Tiongkok merupakan negara yang sangat menghargai warisan leluhurnya, termasuk karya besar para filsuf Tiongkok kuno. Tradisi penghormatan pada leluhur ini mewujud nyata dalam konsistensi sikap untuk menempatkan manusia dan rakyat sebagai inti dari semua kebijakan tata kelola bernegara dan kebijakan luar negeri. Menjaga keberlanjutan hidup manusia adalah inti kehidupan. Konsistensi pilihan sikap setiap pemimpin Tiongkok ini berlanjut hingga saat ini. Masyarakat Tiongkok di bawah kepemimpinan Presiden Xi Jinping, dengan ketulusan hati memberi bantuan kepada banyak negara yang saat ini sedang berjuang keras menghadapi pandemi Covid-19. Donasi ini diberikan Pemerintah Tiongkok dengan mengabaikan sentiment primordial seperti ras, agama, dan golongan politik apapun. Pilihan sikap mengabaikan semua jenis sentiment primordial dan golongan politik merupakan manifestasi dari inti filsafat tradisional ‘menjadikan manusia sebagai dasar’ yang pertama kali dikemukakan oleh Guan Zhong pada tahun 645 BC. Donasi kemanusiaan telah diberikan Tiongkok sebagai wujud kasih dan penghargaan kepada manusia dengan tidak membeda-bedakan manusia itu (impartiality), dengan mengabaikan perbedaan agama, suku bangsa dan golongan politik. Sejumlah donasi kemanusiaan itu diberikan kepada sejumlah Negara Muslim Iran, Iraq, Turki, Arab Saudi, Sudan, Suriah dan negara yang mayoritas penduduknya adalah beragama Islam seperti Indonesia dan Malaysia.
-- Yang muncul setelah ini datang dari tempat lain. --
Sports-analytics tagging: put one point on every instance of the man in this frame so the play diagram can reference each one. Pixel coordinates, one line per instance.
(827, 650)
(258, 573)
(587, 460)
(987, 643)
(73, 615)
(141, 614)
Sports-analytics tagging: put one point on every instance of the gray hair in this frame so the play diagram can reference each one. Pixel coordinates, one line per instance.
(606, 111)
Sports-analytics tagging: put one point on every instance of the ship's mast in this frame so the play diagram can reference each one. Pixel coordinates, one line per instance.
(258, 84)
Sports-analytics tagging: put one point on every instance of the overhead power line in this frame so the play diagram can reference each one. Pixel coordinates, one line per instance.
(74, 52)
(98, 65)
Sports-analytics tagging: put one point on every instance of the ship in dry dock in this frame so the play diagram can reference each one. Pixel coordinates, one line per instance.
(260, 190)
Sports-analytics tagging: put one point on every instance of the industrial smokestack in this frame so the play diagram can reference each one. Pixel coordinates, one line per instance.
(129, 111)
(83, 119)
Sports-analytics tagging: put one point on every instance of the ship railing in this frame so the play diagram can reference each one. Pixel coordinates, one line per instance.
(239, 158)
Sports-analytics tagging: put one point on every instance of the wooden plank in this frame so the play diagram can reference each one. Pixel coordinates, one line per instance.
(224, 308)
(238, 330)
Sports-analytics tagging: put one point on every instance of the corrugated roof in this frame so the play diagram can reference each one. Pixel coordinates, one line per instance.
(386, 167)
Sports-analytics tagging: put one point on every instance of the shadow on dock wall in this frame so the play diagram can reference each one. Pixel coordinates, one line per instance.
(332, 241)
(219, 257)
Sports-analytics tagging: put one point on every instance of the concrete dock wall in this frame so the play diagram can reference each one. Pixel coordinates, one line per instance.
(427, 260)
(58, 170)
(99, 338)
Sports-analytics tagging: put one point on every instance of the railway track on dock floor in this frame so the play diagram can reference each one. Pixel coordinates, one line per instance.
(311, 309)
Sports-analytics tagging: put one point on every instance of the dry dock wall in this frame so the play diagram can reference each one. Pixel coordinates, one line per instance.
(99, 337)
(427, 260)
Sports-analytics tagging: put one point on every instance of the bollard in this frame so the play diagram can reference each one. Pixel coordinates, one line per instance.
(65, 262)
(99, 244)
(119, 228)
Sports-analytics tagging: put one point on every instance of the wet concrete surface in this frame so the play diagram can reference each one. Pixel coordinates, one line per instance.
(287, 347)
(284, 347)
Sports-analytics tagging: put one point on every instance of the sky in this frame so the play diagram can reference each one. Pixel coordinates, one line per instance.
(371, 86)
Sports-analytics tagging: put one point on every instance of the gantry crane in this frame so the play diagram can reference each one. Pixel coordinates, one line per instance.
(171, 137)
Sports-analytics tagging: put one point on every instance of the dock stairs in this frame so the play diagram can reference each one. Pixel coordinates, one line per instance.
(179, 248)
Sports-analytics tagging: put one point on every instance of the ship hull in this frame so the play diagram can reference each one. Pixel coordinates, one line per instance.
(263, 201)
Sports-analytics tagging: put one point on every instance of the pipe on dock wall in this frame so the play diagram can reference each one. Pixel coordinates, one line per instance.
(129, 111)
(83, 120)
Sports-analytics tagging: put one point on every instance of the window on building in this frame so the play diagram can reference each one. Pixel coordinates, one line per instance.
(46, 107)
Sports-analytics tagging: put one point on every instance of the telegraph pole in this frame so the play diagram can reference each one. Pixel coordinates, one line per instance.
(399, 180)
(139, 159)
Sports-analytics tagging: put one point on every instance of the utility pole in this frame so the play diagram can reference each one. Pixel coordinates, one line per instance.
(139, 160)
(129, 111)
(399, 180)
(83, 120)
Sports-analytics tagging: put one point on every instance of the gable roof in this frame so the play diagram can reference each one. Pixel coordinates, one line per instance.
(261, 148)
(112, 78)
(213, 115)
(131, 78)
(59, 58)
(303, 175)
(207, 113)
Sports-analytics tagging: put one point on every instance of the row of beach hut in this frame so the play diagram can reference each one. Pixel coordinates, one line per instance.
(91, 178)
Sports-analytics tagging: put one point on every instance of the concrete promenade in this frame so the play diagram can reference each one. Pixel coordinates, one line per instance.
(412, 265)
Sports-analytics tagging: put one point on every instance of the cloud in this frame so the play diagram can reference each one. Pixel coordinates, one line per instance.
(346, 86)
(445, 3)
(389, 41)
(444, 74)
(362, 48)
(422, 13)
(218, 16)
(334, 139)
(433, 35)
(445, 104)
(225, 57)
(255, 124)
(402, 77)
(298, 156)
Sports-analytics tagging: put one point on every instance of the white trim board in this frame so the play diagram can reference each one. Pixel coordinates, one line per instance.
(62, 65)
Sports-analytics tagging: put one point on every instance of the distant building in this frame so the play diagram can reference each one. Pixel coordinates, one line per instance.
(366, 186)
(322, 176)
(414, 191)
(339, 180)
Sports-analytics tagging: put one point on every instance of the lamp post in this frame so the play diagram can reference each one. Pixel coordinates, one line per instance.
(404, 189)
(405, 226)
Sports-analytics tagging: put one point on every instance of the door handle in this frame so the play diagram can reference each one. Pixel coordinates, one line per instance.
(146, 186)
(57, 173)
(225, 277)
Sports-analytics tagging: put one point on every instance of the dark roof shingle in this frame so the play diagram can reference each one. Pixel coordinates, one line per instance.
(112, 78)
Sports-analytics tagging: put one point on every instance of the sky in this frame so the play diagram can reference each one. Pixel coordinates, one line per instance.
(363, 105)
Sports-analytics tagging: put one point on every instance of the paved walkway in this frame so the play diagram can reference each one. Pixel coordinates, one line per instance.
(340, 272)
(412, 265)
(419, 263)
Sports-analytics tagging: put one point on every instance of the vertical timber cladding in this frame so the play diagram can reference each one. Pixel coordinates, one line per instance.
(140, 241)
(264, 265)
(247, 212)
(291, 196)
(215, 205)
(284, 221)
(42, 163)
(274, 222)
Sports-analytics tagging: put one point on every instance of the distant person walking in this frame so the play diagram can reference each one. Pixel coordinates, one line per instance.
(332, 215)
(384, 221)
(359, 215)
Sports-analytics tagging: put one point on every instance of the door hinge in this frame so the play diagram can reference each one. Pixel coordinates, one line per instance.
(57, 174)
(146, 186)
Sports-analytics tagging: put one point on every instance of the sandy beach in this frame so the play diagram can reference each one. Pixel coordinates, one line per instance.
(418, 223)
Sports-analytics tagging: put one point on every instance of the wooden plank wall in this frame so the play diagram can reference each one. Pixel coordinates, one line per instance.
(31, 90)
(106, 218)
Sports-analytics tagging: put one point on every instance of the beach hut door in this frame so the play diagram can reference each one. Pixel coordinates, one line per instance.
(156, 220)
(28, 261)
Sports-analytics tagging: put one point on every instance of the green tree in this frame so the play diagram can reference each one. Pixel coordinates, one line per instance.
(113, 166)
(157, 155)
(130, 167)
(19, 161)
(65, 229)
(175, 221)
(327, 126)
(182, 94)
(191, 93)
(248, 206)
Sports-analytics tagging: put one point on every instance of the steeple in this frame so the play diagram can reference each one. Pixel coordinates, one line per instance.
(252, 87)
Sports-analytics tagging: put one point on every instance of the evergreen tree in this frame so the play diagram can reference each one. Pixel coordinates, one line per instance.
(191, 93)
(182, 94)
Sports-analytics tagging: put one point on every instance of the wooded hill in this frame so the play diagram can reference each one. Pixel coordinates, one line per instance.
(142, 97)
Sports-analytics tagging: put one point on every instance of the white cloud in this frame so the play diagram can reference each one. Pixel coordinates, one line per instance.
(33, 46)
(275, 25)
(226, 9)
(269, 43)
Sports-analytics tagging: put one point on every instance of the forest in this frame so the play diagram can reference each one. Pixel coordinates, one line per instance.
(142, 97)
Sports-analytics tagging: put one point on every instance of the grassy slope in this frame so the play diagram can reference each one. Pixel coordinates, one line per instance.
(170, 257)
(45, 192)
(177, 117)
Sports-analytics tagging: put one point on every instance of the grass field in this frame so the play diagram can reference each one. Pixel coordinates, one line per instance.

Bantuan kemanusiaan ini sangat bermakna besar saat negara-negara tersebut sangat membutuhkan dukungan moral dan material dalam menghadapi pandemic Covid-19. Pilihan sikap Tiongkok yang memberi bantuan kepada negara Islam dan negara berpenduduk mayoritas Islam ketika negara-negara tersebut membutuhkan bantuan adalah wujud nyata sikap demokrasi sejati. Demokrasi yang sejati selalu menempatkan manusia sebagai akar dan sekaligus tujuan kebijakan politik termasuk politik luar negeri. Kebajikan utama menempatkan manusia sebagai inti dalam struktur politik dengan mengabaikan latar belakang primordialisme agama merupakan substansi dasar atas penghargaan tinggi kepada hak asasi manusia. Prinsip ini merupakan hakikat demokrasi. Namun, ide demokrasi saat ini disempitkan maknanya hanya dalam konteks kuantitatif pemilihan umum (general election). Metode pemungutan suara yang demokratis sebenarnya hanya memberikan rasa partisipasi politik bagi kebanyakan orang. Sementara itu Demokrasi sejatinya bukan hanya sekedar representasi suara dalam setiap pemilihan umum. Menilai demokrasi dari konteks pemilihan umum sesungguhnya sangat menyempitkan hakikat demokrasi. Hakikat subsantif demokrasi adalah menjadikan kehidupan manusia dan masyarakat sebagai akar dan tujuan setiap kebijakan politik negara dan kebijakan luar negeri, dan seluruh tata kelola politik diorientasikan pada kehidupan manusia dan masyarakat.